Şöyle ki; belli durumlarda, Türkiye merkezli şirket, yurt dışındaki iştirakini kontrolü altında bulunduryorsa, bu iştirak fiilen kar payı dağıtmasa dahi dağıtmış kabul edilerek, Türkiye’de KV’ne tabi tutulmaktadır. Kontrolün varlığı, doğrudan veya dolaylı, ayrı ayrı ya da birlikte yurt dışındaki şirketin sermayesinin, kar payının veya oy kullanma hakkının en az %50’sine sahip olunma halinde söz konusudur. Kuralın uygulanarak vergilendirme yapılabilmesi için; (i) yurt dışı iştirkain ilgili yıldaki toplam gayri safi hasılatının en az %25’inin pasif nitelikli gelirlerden oluşması, (ii)yurt dışı iştirakin bulunduğu devlette en az %10 GV ve KV benzeri vergi yüküne sahip olması, (iii) yurt dışı iştirakin ilgili yıldaki gayri safi hasılatının 100.000 TL karşılığı yabancı paranın üzerinde olması gerekir.
Sonuç
Bir önceki yazımda belirttiğim üzere, yurt dışında şirket kararında vergisel açıdan şirketin nerede kurulduğu, şirketin kurulduğu devlet ile Türkiye arasında çifte vergilendirmeyi önleme anlaşması olup olmadığı ve o devletteki ulusal vergi düzenlemeleri önemlidir. Bunlara ayrıca, o devletteki yerel vergiler ve ek mali yükleri, kurulacak şirketin türü, ortaklık yapısı ve faaliyette bulunduğu sektör gibi faktörleri de eklemek gerekir. Dolayısıyla, her vaka özel olarak değerlendirilmelidir. Her vakıada, öifte vergilendirmeyi önleme anlaşması ile ulusal düzenlemeleri birlikte değerlendirmek gerekir.
Diğer yandan, çoğu durumda, yurt dışında kurulan şirket üzerinden ihracat yapıldığı da göz ardı edilmemelidir.

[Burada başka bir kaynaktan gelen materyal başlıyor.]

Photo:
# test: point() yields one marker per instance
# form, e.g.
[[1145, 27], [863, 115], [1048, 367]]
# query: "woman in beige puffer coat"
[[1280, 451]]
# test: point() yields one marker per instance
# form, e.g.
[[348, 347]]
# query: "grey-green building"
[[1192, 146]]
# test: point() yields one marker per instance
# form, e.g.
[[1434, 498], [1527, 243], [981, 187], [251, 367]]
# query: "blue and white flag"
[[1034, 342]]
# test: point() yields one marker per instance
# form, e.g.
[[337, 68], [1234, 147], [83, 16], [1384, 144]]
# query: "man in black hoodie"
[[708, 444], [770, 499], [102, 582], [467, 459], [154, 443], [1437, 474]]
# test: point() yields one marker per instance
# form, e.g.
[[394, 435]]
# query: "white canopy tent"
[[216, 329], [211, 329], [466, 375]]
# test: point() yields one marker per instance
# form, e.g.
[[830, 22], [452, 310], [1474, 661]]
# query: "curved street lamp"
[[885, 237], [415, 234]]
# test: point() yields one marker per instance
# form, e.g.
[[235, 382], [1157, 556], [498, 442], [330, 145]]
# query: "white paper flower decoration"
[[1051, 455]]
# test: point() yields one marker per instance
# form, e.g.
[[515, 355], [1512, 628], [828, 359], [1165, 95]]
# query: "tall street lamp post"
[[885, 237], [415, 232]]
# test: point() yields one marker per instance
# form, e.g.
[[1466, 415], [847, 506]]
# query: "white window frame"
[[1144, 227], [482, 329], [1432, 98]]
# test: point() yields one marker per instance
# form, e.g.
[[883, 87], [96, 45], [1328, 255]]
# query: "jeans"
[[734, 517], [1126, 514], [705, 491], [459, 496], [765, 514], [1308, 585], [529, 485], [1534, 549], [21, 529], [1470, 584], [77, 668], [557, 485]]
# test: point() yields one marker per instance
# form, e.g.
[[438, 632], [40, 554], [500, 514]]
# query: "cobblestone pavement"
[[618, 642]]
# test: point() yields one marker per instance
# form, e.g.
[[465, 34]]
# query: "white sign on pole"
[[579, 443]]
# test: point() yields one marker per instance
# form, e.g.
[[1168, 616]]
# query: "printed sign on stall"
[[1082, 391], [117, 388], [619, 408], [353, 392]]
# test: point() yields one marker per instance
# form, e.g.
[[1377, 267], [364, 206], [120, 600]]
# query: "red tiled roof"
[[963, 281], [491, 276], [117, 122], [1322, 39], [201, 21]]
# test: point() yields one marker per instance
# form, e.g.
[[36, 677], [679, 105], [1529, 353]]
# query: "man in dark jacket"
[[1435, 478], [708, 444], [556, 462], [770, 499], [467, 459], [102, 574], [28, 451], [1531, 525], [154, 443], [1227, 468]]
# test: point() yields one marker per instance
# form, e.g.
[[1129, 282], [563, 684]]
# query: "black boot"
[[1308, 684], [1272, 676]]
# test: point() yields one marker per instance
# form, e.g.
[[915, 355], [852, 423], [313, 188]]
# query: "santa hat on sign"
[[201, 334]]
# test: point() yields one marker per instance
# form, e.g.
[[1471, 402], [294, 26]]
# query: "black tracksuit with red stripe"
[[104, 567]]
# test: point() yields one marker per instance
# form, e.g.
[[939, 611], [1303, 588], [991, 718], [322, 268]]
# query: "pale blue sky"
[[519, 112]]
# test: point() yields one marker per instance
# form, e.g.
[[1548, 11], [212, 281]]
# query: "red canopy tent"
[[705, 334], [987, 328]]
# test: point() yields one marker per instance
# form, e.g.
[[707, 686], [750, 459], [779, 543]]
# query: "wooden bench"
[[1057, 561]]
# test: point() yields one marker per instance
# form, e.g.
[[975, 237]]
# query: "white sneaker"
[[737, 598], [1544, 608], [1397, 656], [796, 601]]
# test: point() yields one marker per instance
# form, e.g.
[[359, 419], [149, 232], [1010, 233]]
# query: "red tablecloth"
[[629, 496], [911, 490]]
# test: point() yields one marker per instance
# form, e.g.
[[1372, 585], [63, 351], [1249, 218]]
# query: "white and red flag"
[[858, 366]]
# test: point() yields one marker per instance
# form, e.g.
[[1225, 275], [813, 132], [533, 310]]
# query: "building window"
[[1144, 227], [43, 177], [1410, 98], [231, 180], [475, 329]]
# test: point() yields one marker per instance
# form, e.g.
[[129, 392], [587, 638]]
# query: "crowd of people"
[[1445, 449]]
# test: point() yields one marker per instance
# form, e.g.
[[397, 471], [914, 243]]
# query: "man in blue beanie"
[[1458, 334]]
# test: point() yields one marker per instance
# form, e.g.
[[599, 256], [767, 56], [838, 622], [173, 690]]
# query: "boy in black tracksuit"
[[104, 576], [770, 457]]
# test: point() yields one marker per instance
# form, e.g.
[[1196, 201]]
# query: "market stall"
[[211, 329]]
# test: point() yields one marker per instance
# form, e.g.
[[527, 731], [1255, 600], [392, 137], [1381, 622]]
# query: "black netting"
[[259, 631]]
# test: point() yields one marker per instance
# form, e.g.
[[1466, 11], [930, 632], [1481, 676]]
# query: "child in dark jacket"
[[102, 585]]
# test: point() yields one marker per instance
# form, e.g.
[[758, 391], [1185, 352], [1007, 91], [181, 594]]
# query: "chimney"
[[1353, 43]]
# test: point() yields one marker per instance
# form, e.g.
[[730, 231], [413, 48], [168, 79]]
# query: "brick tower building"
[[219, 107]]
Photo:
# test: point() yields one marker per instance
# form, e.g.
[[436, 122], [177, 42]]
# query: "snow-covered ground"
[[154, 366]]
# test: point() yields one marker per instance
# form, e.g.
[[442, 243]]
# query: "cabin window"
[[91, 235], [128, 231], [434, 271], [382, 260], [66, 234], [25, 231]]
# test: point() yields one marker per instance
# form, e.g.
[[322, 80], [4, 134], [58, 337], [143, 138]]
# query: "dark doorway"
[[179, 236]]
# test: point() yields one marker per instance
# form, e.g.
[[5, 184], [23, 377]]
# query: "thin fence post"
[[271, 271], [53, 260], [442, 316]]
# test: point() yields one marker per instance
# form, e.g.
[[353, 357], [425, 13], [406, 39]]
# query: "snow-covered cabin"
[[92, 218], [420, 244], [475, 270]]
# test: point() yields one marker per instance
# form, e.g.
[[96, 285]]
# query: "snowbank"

Ancak, iştirak kazancı istisnaları bakımından paranın Türkiye’ye getirilmesi şart olmasına karşın TL’ye çevrilme zorunluluğun olmaması, ihracat gelirlerinde TL’ye çevrilmesi zorunluluğu karşısında bir avantajdır. Diğer yandan, iştirak kazancı istisnasının para Türkiye’deki hesaplara sokulup ardından hemen yurt dışına çıkartılsa dahi geçerli olmas, bu açıdan yurt dışında şirket açmayı ihracattan daha cazip bir hale getirmektedir.